Suddenly people got greedy once the money was released. What a surprise.

The Windy City worthies on the review's foundation board hired a Wall Street wheeler-dealer and amateur poet named John Barr to lead them into this promised land of poesy where starving poets would be a thing of the past.

It's clear from the New Yorker story and from Barr's essay, "American Poetry in the New Century," appearing in Poetry last year, that the owners of this windfall cared less about struggling artists and more about setting up a "business model" for the promotion of poetry as a product.

When you're from Wall Street, spending money is easy. To advance the cause of poetry, Barr plunked $7 million down on property along that stretch of Michigan Avenue called the Magnificent Mile for a new headquarters.

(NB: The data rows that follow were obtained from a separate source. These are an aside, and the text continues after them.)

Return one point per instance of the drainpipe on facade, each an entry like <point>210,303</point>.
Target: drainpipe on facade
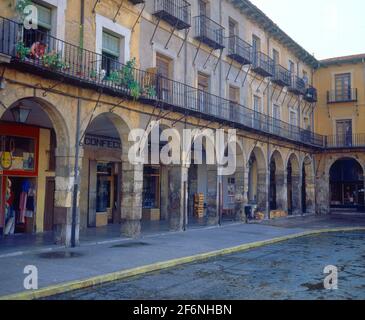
<point>76,177</point>
<point>77,142</point>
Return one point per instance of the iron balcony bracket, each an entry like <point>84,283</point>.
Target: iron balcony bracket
<point>219,59</point>
<point>139,16</point>
<point>184,41</point>
<point>117,13</point>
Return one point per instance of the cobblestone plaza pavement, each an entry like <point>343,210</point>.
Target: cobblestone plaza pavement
<point>58,265</point>
<point>288,270</point>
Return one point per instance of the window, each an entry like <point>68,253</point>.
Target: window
<point>291,67</point>
<point>344,132</point>
<point>203,8</point>
<point>232,27</point>
<point>305,78</point>
<point>276,57</point>
<point>234,98</point>
<point>257,106</point>
<point>163,65</point>
<point>44,27</point>
<point>276,112</point>
<point>343,87</point>
<point>307,125</point>
<point>203,96</point>
<point>256,43</point>
<point>110,52</point>
<point>293,118</point>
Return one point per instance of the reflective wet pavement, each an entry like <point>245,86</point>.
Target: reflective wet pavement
<point>288,270</point>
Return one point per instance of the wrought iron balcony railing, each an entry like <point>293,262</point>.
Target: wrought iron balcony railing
<point>282,76</point>
<point>137,1</point>
<point>341,141</point>
<point>51,57</point>
<point>239,50</point>
<point>345,95</point>
<point>297,85</point>
<point>263,64</point>
<point>209,32</point>
<point>175,12</point>
<point>311,95</point>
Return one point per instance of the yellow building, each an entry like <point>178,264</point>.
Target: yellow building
<point>89,72</point>
<point>340,116</point>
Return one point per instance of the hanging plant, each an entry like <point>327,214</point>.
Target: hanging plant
<point>20,6</point>
<point>53,60</point>
<point>21,50</point>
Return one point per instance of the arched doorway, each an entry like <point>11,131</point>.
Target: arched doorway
<point>30,131</point>
<point>308,187</point>
<point>347,185</point>
<point>257,180</point>
<point>294,186</point>
<point>202,182</point>
<point>277,191</point>
<point>101,175</point>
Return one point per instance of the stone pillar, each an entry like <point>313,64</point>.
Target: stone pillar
<point>281,190</point>
<point>164,183</point>
<point>297,193</point>
<point>131,202</point>
<point>177,196</point>
<point>263,185</point>
<point>92,193</point>
<point>240,194</point>
<point>65,178</point>
<point>310,194</point>
<point>212,195</point>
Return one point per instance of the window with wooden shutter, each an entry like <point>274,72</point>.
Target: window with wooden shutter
<point>111,44</point>
<point>44,16</point>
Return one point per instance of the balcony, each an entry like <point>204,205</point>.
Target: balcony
<point>338,96</point>
<point>239,50</point>
<point>282,76</point>
<point>174,12</point>
<point>311,95</point>
<point>345,141</point>
<point>209,32</point>
<point>297,85</point>
<point>263,64</point>
<point>52,58</point>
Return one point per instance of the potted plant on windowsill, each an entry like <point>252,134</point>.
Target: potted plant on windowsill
<point>22,51</point>
<point>53,61</point>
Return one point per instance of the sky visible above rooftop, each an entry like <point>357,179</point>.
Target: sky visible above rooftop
<point>325,28</point>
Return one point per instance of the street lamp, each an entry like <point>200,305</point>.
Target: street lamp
<point>20,114</point>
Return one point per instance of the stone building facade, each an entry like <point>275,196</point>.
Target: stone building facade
<point>95,70</point>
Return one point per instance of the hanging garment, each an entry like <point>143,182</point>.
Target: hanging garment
<point>22,206</point>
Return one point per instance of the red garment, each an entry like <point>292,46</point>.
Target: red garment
<point>11,199</point>
<point>22,206</point>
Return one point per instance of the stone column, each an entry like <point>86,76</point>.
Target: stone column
<point>65,177</point>
<point>263,185</point>
<point>212,195</point>
<point>177,196</point>
<point>297,193</point>
<point>310,194</point>
<point>240,194</point>
<point>131,202</point>
<point>281,190</point>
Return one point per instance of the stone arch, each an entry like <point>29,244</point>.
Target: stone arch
<point>293,184</point>
<point>48,114</point>
<point>346,184</point>
<point>277,193</point>
<point>234,194</point>
<point>308,185</point>
<point>57,119</point>
<point>257,180</point>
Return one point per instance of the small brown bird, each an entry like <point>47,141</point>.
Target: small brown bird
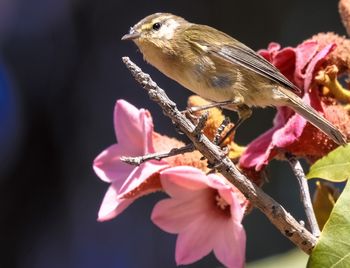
<point>219,68</point>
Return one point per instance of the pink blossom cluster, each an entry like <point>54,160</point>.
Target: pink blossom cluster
<point>204,210</point>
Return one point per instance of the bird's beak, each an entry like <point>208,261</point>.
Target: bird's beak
<point>131,35</point>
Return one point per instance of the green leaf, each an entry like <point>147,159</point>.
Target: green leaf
<point>333,167</point>
<point>333,247</point>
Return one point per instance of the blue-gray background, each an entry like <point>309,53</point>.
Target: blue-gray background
<point>60,75</point>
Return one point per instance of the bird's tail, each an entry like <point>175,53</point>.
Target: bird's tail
<point>311,115</point>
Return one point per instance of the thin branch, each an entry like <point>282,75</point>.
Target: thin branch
<point>304,193</point>
<point>138,160</point>
<point>272,209</point>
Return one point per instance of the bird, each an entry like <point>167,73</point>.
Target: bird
<point>219,68</point>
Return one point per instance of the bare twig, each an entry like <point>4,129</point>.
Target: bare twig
<point>273,210</point>
<point>201,124</point>
<point>138,160</point>
<point>219,131</point>
<point>304,193</point>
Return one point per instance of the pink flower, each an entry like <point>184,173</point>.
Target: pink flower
<point>205,212</point>
<point>134,131</point>
<point>290,131</point>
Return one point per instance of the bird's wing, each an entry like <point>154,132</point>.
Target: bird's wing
<point>235,52</point>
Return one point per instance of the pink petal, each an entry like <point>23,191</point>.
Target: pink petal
<point>108,166</point>
<point>175,179</point>
<point>174,215</point>
<point>133,129</point>
<point>230,245</point>
<point>304,53</point>
<point>139,176</point>
<point>112,205</point>
<point>315,63</point>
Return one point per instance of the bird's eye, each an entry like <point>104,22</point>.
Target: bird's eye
<point>156,26</point>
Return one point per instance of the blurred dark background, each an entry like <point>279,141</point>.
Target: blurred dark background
<point>60,75</point>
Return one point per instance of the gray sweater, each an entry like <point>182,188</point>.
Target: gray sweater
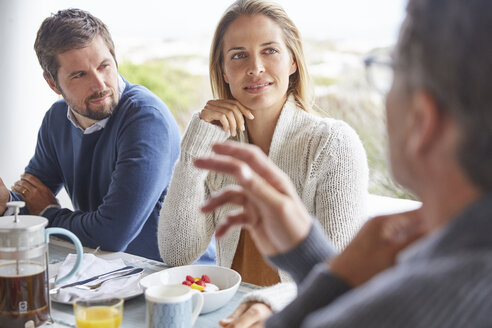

In his essay, Barr claims American poetry has become stagnant and inbred, stuck in the swamp of academia. He called for "new" poetry that would entertain, attract wide audiences and be available day and night.

To show that Americans love poetry, he paid $700,000, The New Yorker claims, for a survey that found "90 percent" of the nation reads poetry.

Also doled out were $1 million for a Web site, www.poetryfoundation.org, and money to pay for Ted Kooser's syndicated newspaper column of his favorite poems. Kooser, former insurance company executive, was U.S. poet laureate in 2004-06.

As an example of this "new poet," Barr gave Collins, another poet laureate, $25,000 as a prize because his slight and unchallenging works make money.

That poet once tried to filch the rights to his work for a few bucks from the University of Pittsburgh Press, his first publisher, in order to pad out a collection from his new outfit, Random House. At least Collins appreciates that poetry was all about the bottom line.

Joining Barr and Collins in the poetry-for-profit contingent are public radio superstar and literary aficionado Garrison Keillor, and his friend, Dana Gioia, poet and politically savvy chairman of the National Endowment for the Arts.

Barr's Poetry Foundation is a sponsor of Gioia's Poetry Out Loud initiative that rewards high school students for their skill in reciting poems they've memorized in front of audiences.

Keillor edited an anthology of verse called "Good Poems," selected from his public radio show, "Writer's Almanac." Gioia wrote an effusive review of the book for Poetry after he was featured on another Keillor radio production, "Literary Friends."

This side of the po biz is one big happy family, backslapping and log-rolling along.

The other faction, however, is a disorganized bunch -- full-time poets, professors and teachers, members of various schools of the genre and some ordinary folk who even write poetry for its own sake.

Pittsburgh has a healthy, enthusiastic and serious contingent of those "citizen poets."

This faction does its share of log-rolling as well, but few make much money. Their publications are not best-sellers, the publishers themselves scrape along, bolstered by subsidized university presses like Pitt's that have supported many poets, Collins and Kooser included, in their early years.

Until The New Yorker took up its cause, this army had to fight back in its little literary publications, mere popguns against the flush Poetry magazine's cannons.

You can find the various salvos on that million-dollar Web site.

Is this a battle for poetry's soul in the 21st century, or simply another skirmish in the larger war of "high art" struggling to survive against the tidal wave of commercial entertainment?

In our democracy, the lowest common denominator gets all the money. In the case of Mr. Barr's crusade, it was the money that won out over the art.

The battle for poetry's not over, but the way Barr's spending the Lilly grant, his money will run out before long and the odds will get fairer.